So, you are thinking of buying a property
To put it out there, I am a firm believer in buying property, as opposed to renting.
The salient factors, which sway me in favour of property ownership are 2 key points.
- Personal wealth
- Return on Investment (ROI)
Renting a house provides the advantage of being less expensive in the short term, being able to relocate on a whim and offers the opportunity of living in a more affluent neighbourhood. Maintenance of the house is the responsibility of the property owner and one’s income may be better spent on ‘other stuff’. And if the tenant has the good fortune of necessary maintenance being done timeously, the above makes pretty strong points in favour of renting, right?

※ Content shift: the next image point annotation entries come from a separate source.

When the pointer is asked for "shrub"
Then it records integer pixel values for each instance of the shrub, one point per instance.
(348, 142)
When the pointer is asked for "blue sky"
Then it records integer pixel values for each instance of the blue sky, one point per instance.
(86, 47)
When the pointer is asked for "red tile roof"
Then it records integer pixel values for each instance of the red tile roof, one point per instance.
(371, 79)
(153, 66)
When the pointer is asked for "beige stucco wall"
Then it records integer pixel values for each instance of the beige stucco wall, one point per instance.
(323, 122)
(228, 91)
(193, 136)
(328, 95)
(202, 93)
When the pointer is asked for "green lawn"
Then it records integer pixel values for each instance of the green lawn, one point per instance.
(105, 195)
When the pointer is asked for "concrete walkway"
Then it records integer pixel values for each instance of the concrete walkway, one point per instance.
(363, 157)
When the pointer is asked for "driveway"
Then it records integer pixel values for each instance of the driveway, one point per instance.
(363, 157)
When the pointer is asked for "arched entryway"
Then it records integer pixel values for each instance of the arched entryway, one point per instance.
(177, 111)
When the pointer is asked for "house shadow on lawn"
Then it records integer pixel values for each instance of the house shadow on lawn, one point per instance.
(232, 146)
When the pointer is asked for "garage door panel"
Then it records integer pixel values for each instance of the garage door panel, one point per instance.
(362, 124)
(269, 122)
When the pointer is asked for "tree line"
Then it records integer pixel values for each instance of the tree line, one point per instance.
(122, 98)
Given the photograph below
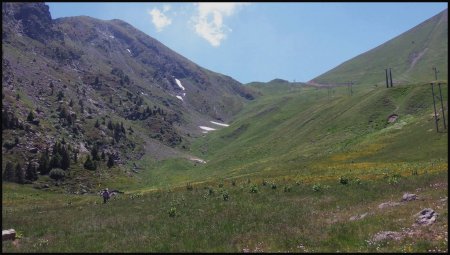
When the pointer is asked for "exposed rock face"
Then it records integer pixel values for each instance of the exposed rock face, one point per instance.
(426, 217)
(32, 19)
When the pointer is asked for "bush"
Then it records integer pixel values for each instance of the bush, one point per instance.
(57, 174)
(357, 181)
(317, 188)
(172, 212)
(225, 195)
(343, 180)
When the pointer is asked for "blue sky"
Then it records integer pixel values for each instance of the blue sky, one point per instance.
(264, 41)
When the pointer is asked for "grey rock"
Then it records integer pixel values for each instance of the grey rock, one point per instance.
(426, 217)
(409, 197)
(388, 204)
(33, 150)
(358, 217)
(385, 235)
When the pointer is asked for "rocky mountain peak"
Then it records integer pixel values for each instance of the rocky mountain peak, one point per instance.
(30, 19)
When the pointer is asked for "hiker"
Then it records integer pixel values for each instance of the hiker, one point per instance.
(105, 195)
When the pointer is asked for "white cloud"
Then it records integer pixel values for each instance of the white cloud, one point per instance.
(159, 19)
(166, 7)
(208, 22)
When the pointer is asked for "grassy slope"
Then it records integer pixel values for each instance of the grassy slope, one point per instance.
(429, 38)
(271, 220)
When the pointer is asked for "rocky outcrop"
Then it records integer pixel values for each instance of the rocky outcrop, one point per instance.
(426, 217)
(31, 19)
(9, 234)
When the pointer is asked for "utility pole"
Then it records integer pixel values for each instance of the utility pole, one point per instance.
(442, 106)
(387, 81)
(390, 74)
(435, 73)
(434, 104)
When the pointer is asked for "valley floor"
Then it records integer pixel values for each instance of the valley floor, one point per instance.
(243, 215)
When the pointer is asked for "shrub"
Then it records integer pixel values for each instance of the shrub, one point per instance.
(172, 212)
(225, 195)
(57, 174)
(317, 188)
(253, 189)
(343, 180)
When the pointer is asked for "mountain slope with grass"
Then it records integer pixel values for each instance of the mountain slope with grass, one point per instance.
(411, 55)
(301, 168)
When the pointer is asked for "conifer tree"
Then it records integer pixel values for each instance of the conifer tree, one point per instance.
(9, 175)
(20, 174)
(31, 172)
(110, 161)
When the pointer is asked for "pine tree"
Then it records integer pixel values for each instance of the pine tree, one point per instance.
(56, 161)
(9, 175)
(89, 164)
(31, 172)
(110, 161)
(65, 159)
(110, 126)
(30, 116)
(94, 152)
(44, 164)
(20, 175)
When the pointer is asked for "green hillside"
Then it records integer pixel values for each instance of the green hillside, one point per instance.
(298, 167)
(411, 55)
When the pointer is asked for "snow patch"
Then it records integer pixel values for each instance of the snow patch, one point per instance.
(220, 124)
(179, 83)
(207, 128)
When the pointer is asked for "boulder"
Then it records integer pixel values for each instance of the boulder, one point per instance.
(358, 217)
(388, 204)
(9, 234)
(426, 217)
(409, 197)
(385, 235)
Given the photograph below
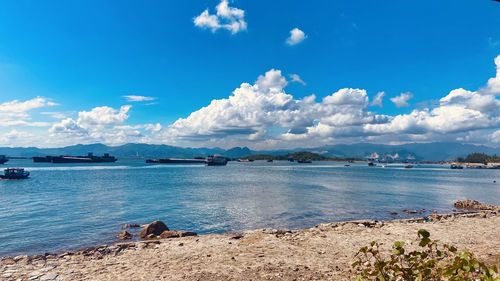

Investing in property however means that moving on to a new location usually means moving with a profit i.e. when selling for whatever reason. Buying up? The profits from the first sale provides the deposit to buy into the neighbourhood, which you initially had to sacrifice moving to. If you are buying down, it is extra cash in your back pocket to dispose of, or invest, as you wish.
The perceived noose of property maintenance is offset by the freedom of homeownership, which eliminates the restriction of adapting your home, your haven, to your lifestyle.
There are real risks involved with investing in property, as with any other investment. Heaven forbid that when the time comes to sell that the reality is your haven aka your investment has no resell value. Convincing a property owner in this scenario that they should perceive that high monthly home loan instalment as the monthly rent that they would have paid? Well, that simply does not wash with me. Much as the cute cottage with the clichéd white-picket-fence grabbed your fancy in the ad, it is absolutely imperative that you conclude a sale after comparative house hunting. Estate agents are not tour guides. They are specialists with a wealth of knowledge, usually specific to their farm, which is the term used for the area that they specialise in. Ask as many questions as you need to before committing to a contract.
Home owners take on the responsibility of servicing a bond repayment, the upkeep of the property, insurance and rates and taxes. These obligatory expenses need to be factored into affordability. And not only in the current market but also taking into account affordability in the world of What If? Can you afford the repayments if the interest rate goes up? Or will your finances be flung into chaos if you find yourself in the crunch of an unexpected crisis? Mortgage bond originators are able to assist you with establishing the loan amount that you qualify for, and your affordability. Consultants work with the major banks and are up to date regarding the criteria of the various financial institutions. The service offered by real estate professionals and home loan consultants are free.
It makes sense to partner with a practitioner when considering taking the leap towards your long-term investment.